John Alessio: Years back we hired the Ritz-Carlton to teach the firm how to give our clients the white-glove treatment. Shortly after I became managing partner, we asked them to teach us how to give the white-glove treatment to each other. It’s important that we treat our coworkers with the same respect and responsiveness that we give to our clients.

One of the ideas that came out of the Ritz-Carlton training was to have everyone at the firm — from the receptionist to the most senior partner — meet regularly for 15 minutes for the sole purpose of sharing something positive about a member of the firm or the firm itself. Having the whole team gather for these quick sessions made us think of them as huddles. The name stuck.
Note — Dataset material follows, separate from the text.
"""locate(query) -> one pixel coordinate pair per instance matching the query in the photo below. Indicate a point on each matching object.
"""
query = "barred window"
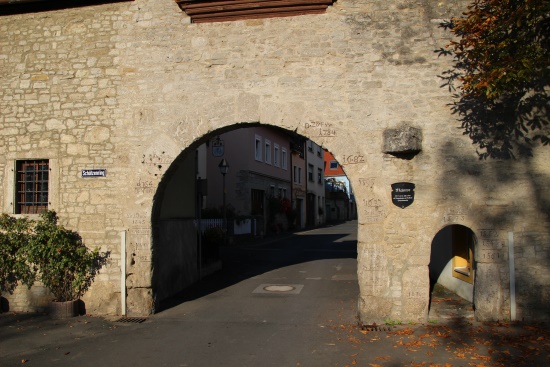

Rose Ors: What made you decide to huddle weekly?

John Alessio: When we first started discussing the concept, I thought there might be a push to merely tag on an extra 15 minutes to our existing monthly team meeting. But the partners decided that stand-alone weekly meetings with everyone in the firm was the way to go. That way if someone could not make a huddle, they would not have to wait a month for the next one.

That is when I knew people realized this could be an important part of our culture. Having everyone meet is a great reminder that we are all in this together. That message really resonates in these days of COVID-19 isolation.

Rose Ors: What do you typically discuss in the huddles?

John Alessio: The initial Ritz-Carlton training resulted in the firm developing a firm purpose, a firm promise, and 10 pledges we committed to in serving our clients and each other. The pledges include things like living with integrity, acting with dignity, and “owning it”. In every huddle, we structure the discussion around one of the pledges.

During these huddles we learn new things about each other. For example, we have had members of the firm share how becoming foster parents has impacted their lives. We celebrate client wins, whether it be a great outcome on a pro bono matter or a great verdict for a client. Whatever fits with the pledge for that week.

We regularly celebrate work anniversaries. Not long ago, we celebrated the 50-year anniversary of one of our attorneys. Also, we occasionally touch upon a historical moment for the firm such as our upcoming 75th anniversary.

Rose Ors: How are you meeting more stringent client expectations around cost and efficiency?

John Alessio: Our mentality has always been to staff our matters lean. We also gain internal efficiencies by investing significantly in hardware, software, and artificial intelligence tools. Additionally, these investments allow us to host the large document depositories associated with big litigation matters rather than paying an outside provider for that service.

The same budget discipline applies to how we run our firm. For example, while our offices extend from Southern California to Silicon Valley and into Las Vegas and Phoenix, our geographic footprint is tight enough where we don’t need executive staff at each office. This reduces our costs so we can be very competitive with our rates and legal project pricing.

Rose Ors: How would you describe your leadership philosophy?

John Alessio: As just one voice of six on the management committee, I view my role in leading the firm as a host leader. In this role, I need to make sure we invite the right people to join our firm and that we create an environment that allows each of them to perform at their highest ability. In the same vein, I need to make sure everyone at the firm feels they are part of the team.

To me, that means I need to be approachable and open. It means I listen more than talk.


This interview has been edited and condensed by Rose Ors.